The transfer pricing framework
With the evolution of international tax regimes and the increasing globalization of multinational corporations has left numerous gaps in local country tax laws around the world. This has given multinational enterprises (“MNE”) the ability to artificially reduce, and even eliminate, their corporate tax burden through “artificially” shifting profits to low or no-tax jurisdictions where there is little or no economic activity through transfer pricing.
Introduction in Tanzania
On 7 February 2014 the Government of Tanzania published The Income Tax (Transfer Pricing) Regulations under the Income Tax Act through Government Notice No. 27 in an attempt to reduce tax avoidance. These regulations expand on the rules found in section 33 of the Income Tax Act that deal with transactions between related persons.
These regulations govern the procedures for applying the arm’s length principle and specify the appropriate transfer pricing methodologies, documentation requirements, deadlines and penalties.
In view of the regulations, companies that transact with related entities both in and outside Tanzania will be required to put in place a robust transfer pricing policy that supports their transactions using one the accepted transfer pricing methods provided for by the regulations.

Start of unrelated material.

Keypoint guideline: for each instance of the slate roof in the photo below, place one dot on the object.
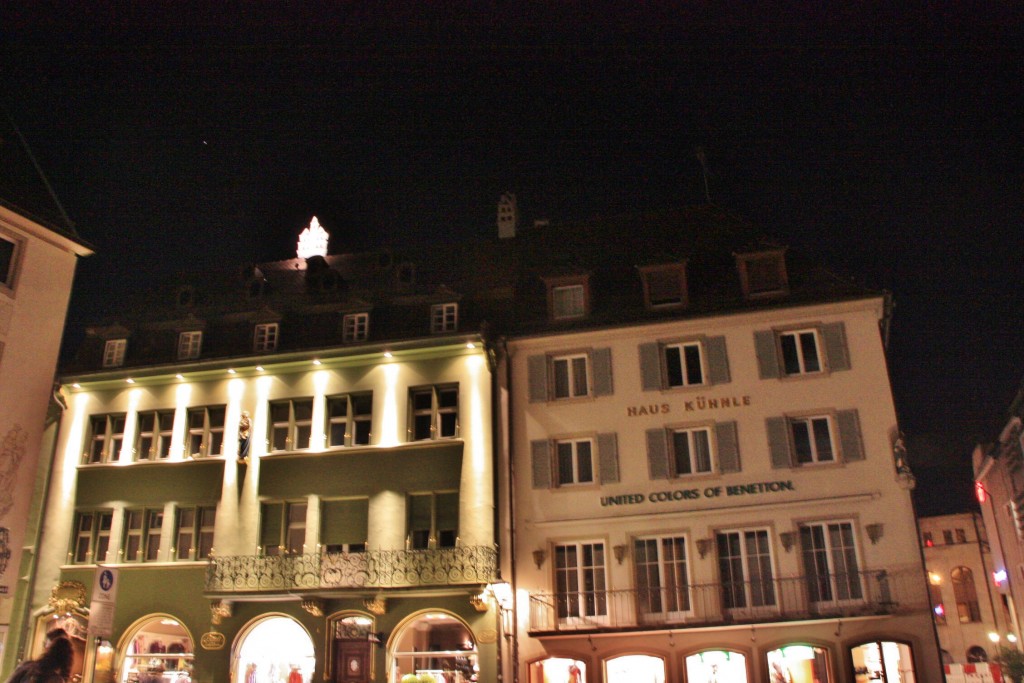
(500, 286)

Transfer pricing in practice
To justify that the transaction with the related party is in accordance with the arm’s length principle, a transfer pricing study is usually conducted. In conducting a transfer pricing study, one looks at the following:
- Industry analysis
- Functional analysis
- Selection of method
- Economic analysis
The conclusions from the above are used to characterise an entity into a certain functionality . Why do we characterise entities for transfer pricing purposes?
- To utilize a common taxonomy
- To select and apply the appropriate transfer pricing methodology to the appropriate tested party
Selection of methods
After characterising a company, the most appropriate transfer pricing method needs to be selected such as:
a. Traditional transaction methods:
- Comparable Uncontrolled Price Method (CUP);
- Cost Plus (CP); and
- Resale Price Method (RPM).
b. Profit methods:
- Profit Split Method (PSM); and
- Transactional Net Margin Method/ Comparable
Profits Method (TNMM).
- According to the Income Tax (Transfer Pricing) Regulations, 2014, Section 7;
- Any person participating in a controlled transaction shall prepare contemporaneous transfer price documentation. (* Controlled transaction means a transaction between associates)

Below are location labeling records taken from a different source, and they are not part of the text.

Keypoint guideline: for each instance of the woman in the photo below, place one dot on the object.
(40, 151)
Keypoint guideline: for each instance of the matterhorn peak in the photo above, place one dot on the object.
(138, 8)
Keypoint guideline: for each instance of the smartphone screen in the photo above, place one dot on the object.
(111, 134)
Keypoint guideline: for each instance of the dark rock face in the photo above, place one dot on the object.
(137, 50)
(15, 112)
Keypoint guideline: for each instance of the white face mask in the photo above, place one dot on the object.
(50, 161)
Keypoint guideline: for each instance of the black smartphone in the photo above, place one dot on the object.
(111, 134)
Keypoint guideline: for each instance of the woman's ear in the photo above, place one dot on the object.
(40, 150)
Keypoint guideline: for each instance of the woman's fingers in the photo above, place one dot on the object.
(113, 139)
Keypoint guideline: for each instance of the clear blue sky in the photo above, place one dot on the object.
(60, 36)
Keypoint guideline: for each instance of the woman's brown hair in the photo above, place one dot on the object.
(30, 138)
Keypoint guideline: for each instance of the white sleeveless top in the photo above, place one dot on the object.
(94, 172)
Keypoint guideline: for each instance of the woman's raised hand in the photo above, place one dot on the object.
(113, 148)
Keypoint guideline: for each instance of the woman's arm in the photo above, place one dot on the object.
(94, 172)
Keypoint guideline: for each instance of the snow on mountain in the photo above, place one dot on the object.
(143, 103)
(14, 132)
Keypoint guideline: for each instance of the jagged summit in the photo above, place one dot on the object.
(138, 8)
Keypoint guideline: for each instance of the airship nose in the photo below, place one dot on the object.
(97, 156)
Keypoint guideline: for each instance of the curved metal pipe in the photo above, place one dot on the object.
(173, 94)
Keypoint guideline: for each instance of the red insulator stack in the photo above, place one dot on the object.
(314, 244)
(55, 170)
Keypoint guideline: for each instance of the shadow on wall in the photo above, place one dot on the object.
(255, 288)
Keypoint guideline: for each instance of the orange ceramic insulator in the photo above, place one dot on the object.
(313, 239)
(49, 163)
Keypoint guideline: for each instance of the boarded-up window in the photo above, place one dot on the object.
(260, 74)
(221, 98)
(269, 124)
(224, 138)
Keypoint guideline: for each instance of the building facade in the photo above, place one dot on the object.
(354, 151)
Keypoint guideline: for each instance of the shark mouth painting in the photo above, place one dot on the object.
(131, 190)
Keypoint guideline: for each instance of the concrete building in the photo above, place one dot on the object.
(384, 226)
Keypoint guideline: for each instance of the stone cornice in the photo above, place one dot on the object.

- The contemporaneous documentation shall include records and documents that provide description of the
a. Organization structure, including an organization chart covering persons involved in a controlled transaction;
b. Nature of the business or industry and market conditions;
c. The controlled transactions;
d. Strategies and assumptions regarding factors that influenced the setting of any pricing policies;
e. Comparability, functional and risk analysis;
f. Selection of transfer pricing method;
g. Application of the transfer pricing method;
h. Documents that provide the foundation for or otherwise support or were referred to in developing the transfer pricing analysis;
i. Index to document; and
j. Any other information, data or document considered relevant by the commissioner.
- The documentation for a year of income shall be in place priorto the due date for filing the income tax return for that year.

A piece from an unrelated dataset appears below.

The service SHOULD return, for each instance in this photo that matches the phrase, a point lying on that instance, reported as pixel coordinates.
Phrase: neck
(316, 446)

- The documentation shall, upon request by the Commissioner be submitted within thirty days from the date of request.
Transfer Pricing Risk Areas (TP Risk Flags)
a. Intellectual Properties
- Companies paying large management fees
- Companies paying royalties or other charges for the use of intellectual property
b. Structural issues
- Companies with innovative business structures
- Transactions with tax havens or shelters
- Loss making companies in commercial relationship with taxpayer where the loss is as a result of payments to that entity
- Companies making losses over a number of years
- Sustained losses by Tanzanian entities, but (overall) profits in the group
- Margins suddenly decrease with no rationale
- Debt levels, intra-group loans and guarantees that are ‘un-commercial’
- No formal agreement for services or finance provision with no recharge of costs
- Secondments undertaken on ‘un-commercial’ terms (i.e. no recharge and no agreements)
- Trading debtor balances – intercompany, long term, interest free
Penalties and Fines
According to the Income Tax (Transfer Pricing) Regulations, 2014; Section 5; A person who fails to comply with these regulation commits an offence and is liable on conviction to imprisonment for a term not exceeding six months or to a fine not less than Shillings fifty million shillings or to both.
In addition, the penalty for any transfer pricing adjustment made as part of a tax audit is 100% of the underpayment of tax.